THE LIST OF PERSONS THAT ARE NOT PERMITTED TRANSFEREES MAY BE OBTAINED BY CONTACTING CHIEF LEGAL COUNSEL, NEIMAN MARCUS GROUP, INC., ONE MARCUS SQUARE, 1618 MAIN STREET, DALLAS, TEXAS, 75201.

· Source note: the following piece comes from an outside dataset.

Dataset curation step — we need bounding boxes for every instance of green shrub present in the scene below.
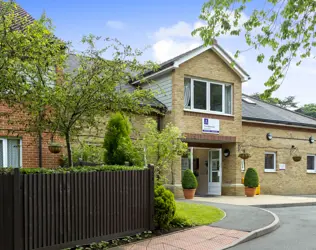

THE SECURITIES REPRESENTED BY THIS CERTIFICATE ARE ALSO SUBJECT TO CERTAIN RESTRICTIONS ON TRANSFERS SET FORTH IN ARTICLE VII OF THE CERTIFICATE OF DESIGNATION FILED WITH THE SECRETARY OF STATE FOR THE STATE OF DELAWARE PURSUANT TO SECTION 202 OF THE DELAWARE GENERAL CORPORATION LAW (THE “CERTIFICATE OF DESIGNATION”). NO TRANSFER, SALE, ASSIGNMENT, PLEDGE, HYPOTHECATION OR OTHER DISPOSITION OF THE SECURITIES REPRESENTED BY THIS CERTIFICATE MAY BE MADE EXCEPT IN ACCORDANCE WITH THE PROVISIONS OF THE CERTIFICATE OF DESIGNATION. A COPY OF THE CERTIFICATE OF DESIGNATION WILL BE FURNISHED WITHOUT CHARGE BY THE COMPANY TO THE HOLDER UPON REQUEST.
In the case of the Securities sold pursuant to Regulation S, the shares of Series A Preferred Stock will bear an additional legend substantially to the following effect:
“BY ITS ACQUISITION HEREOF, THE HOLDER HEREOF REPRESENTS THAT IT IS NOT A U.S. PERSON, NOR IS IT PURCHASING FOR THE ACCOUNT OF A U.S. PERSON, AND IS ACQUIRING THIS SECURITY IN AN OFFSHORE TRANSACTION IN ACCORDANCE WITH REGULATION S UNDER THE SECURITIES ACT OF 1933, AS AMENDED.”